Au cours de la campagne Al-Anfal contre Kurdes, le régime baassiste de Saddam Hussein Il expulsé des centaines de milliers de familles kurdes à leur domicile Kirkouk et il les a remplacés par ceux des travailleurs travailleurs arabophones dans l'industrie du pétrole, ainsi qu'avec d'autres populations de langue non-kurdes que Saddam déménagé à la ville du sud de 'Irak. Cette campagne d'arabisation mis en œuvre par la force visant à transformer en une ville arabe de la ville de Kirkouk, forte majorité kurde historiquement multi-ethnique, selon le même recensement du régime baasiste. Les familles kurdes ont été laissées sans abri après avoir été expulsés de force par les soldats de Saddam, et a donc dû installer dans des camps de réfugiés. Après la chute du régime de Saddam, de nombreuses familles kurdes sont revenues à Kirkouk prêts à vivre en paix avec les familles arabes.

En Afrique du Nord

L'arabisation en Afrique du Nord a été poursuivi, plus ou moins activement, par tous les gouvernements de la région. la constitutions tous ces pays, en effet, à condition que pour l'arabe comme seule langue nationale et officielle. Et si, en fait, la français est « toléré » et continue d'être utilisé dans différents domaines de l'administration et de l'université, mettre fin aux mesures répressives particulièrement touchées berbère, que seulement dans des temps très récents, il a reçu une reconnaissance provisoire Maroc et Algérie (Dans les deux pays langue berbère est devenu seulement officielle après la printemps arabe[1][2]). Qu'il suffise de dire que l'une des premières manifestations de l'indépendance du Maroc et de l'Algérie a été l'abolition de l'enseignement du berbère dans les universités Rabat (1957) Et Alger (1962).

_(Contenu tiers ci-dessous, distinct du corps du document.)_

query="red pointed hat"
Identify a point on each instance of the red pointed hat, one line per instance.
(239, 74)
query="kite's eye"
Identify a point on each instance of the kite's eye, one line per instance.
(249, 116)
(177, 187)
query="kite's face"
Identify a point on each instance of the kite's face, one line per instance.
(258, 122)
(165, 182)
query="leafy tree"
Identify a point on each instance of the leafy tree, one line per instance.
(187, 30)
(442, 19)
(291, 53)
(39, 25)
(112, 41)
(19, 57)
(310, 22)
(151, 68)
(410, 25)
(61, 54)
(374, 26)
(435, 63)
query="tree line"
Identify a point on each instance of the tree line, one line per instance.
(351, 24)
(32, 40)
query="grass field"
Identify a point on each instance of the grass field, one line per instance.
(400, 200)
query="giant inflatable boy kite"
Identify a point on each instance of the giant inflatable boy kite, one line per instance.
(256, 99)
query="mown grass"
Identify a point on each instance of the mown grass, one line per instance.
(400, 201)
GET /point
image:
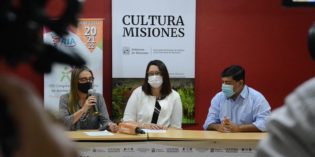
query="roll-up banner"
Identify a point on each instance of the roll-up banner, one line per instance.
(87, 41)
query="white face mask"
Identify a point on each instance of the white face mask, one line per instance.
(155, 81)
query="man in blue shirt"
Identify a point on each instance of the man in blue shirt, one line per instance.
(237, 108)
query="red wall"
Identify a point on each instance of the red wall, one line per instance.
(266, 38)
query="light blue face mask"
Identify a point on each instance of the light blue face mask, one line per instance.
(227, 90)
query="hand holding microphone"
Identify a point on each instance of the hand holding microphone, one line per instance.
(129, 128)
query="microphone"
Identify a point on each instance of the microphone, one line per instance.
(129, 128)
(91, 92)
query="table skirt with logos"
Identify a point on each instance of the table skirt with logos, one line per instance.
(170, 143)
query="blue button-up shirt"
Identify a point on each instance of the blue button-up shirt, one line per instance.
(250, 107)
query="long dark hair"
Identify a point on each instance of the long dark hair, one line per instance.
(166, 86)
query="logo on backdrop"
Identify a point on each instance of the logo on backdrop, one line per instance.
(153, 26)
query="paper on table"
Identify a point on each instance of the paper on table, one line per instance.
(153, 131)
(99, 133)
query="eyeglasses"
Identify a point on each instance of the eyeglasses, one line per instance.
(151, 73)
(85, 79)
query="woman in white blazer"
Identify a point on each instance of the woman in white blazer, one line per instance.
(155, 105)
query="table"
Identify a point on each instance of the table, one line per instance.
(173, 143)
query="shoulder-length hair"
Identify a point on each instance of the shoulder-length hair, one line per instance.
(73, 94)
(166, 86)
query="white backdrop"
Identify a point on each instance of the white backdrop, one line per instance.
(143, 30)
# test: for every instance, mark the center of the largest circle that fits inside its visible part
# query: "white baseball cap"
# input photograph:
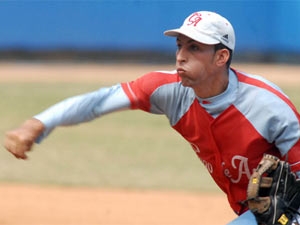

Parmi les mesures arabisation que bien ciblé, officiellement, pour lutter contre l'usage du français, ils finissent par rage contre l'utilisation des Berbères sont, par exemple:

  • au Maroc, une « loi de noms » (loi publiée au 2 Août, 1996 Journal officiel 7 novembre 1997) Nécessite le choix, pour les enfants, un nom choisi obligatoirement dans une liste fermée, qui contient presque exclusivement des noms arabes (mais pas nécessairement « traditionnel » au Maroc), et néglige beaucoup de noms berbères ou les modifier imposer arbitrairement une sorte de phonétique ou paretimologica « arabisation ». En dépit des protestations répétées d'individus et d'associations de la culture berbère, les réglementations restrictives sont toujours en vigueur. Parmi les cas d'interdiction est venu à la connaissance du public depuis 1998: le nom idir (A plusieurs reprises, à Casablanca) amassine (À Tata: il a attendu cinq ans pour avoir son nom), Siman (Mars 2001 Tagadirete, Agadir) Numidia (2001 Khmiss, Ouarzazate) Sinimane (1999 à Rabat) Dihya (Goulmima), Fazaz (Novembre 2002 Khenifra) Yuba (Octobre 2005, à El-Hhoceima, Ref) Amazighs (Février 2006 à Errachidia) ainsi que de nombreux autres cas: Itri ( "Star"), Anir ( "Bougie, Fiammetta"), Akli, Tunaruz, etc. Emblématique le cas d'une tentative de donner le nom Sifaw Bni Tejjit un enfant (Figuig), Qui a même affecté le ministère de l'Intérieur, qui, le 14 Septembre, 2005 Il a communiqué: « En réponse à votre lettre [...] sur le nom de la personne Sifaw choisi par M. Mohamed Ouami pour son fils, j'ai l'honneur de vous informer qu'il a été soumis à l'appréciation du Haut Comité pour l'état civil, présidé par le professeur Abdelouihab Benmansour, historien du Royaume, au cours de la réunion tenue au siège de Accueil 24 Juin Bureau 2005, qu'il a trouvé non conforme à l'art. 21 de la loi 34.99 relative à l'état civil ";
  • en Algérie, un « sull'arabizzazione de la loi » (loi nº 91-05 du 16 Janvier 1991), « Frozen » sous la présidence mais fait entrer Boudiaf en vigueur le 5 Juillet 1998, interdit l'utilisation du français et berbère dans les écoles, l'administration et les médias, ainsi que dans une association ou d'un parti politique (avec le paradoxe que, selon cette loi, même les associations culturelles berbères, formé par région berbère de berberofone ils devraient tenir un registre de leurs réunions en arabe classique).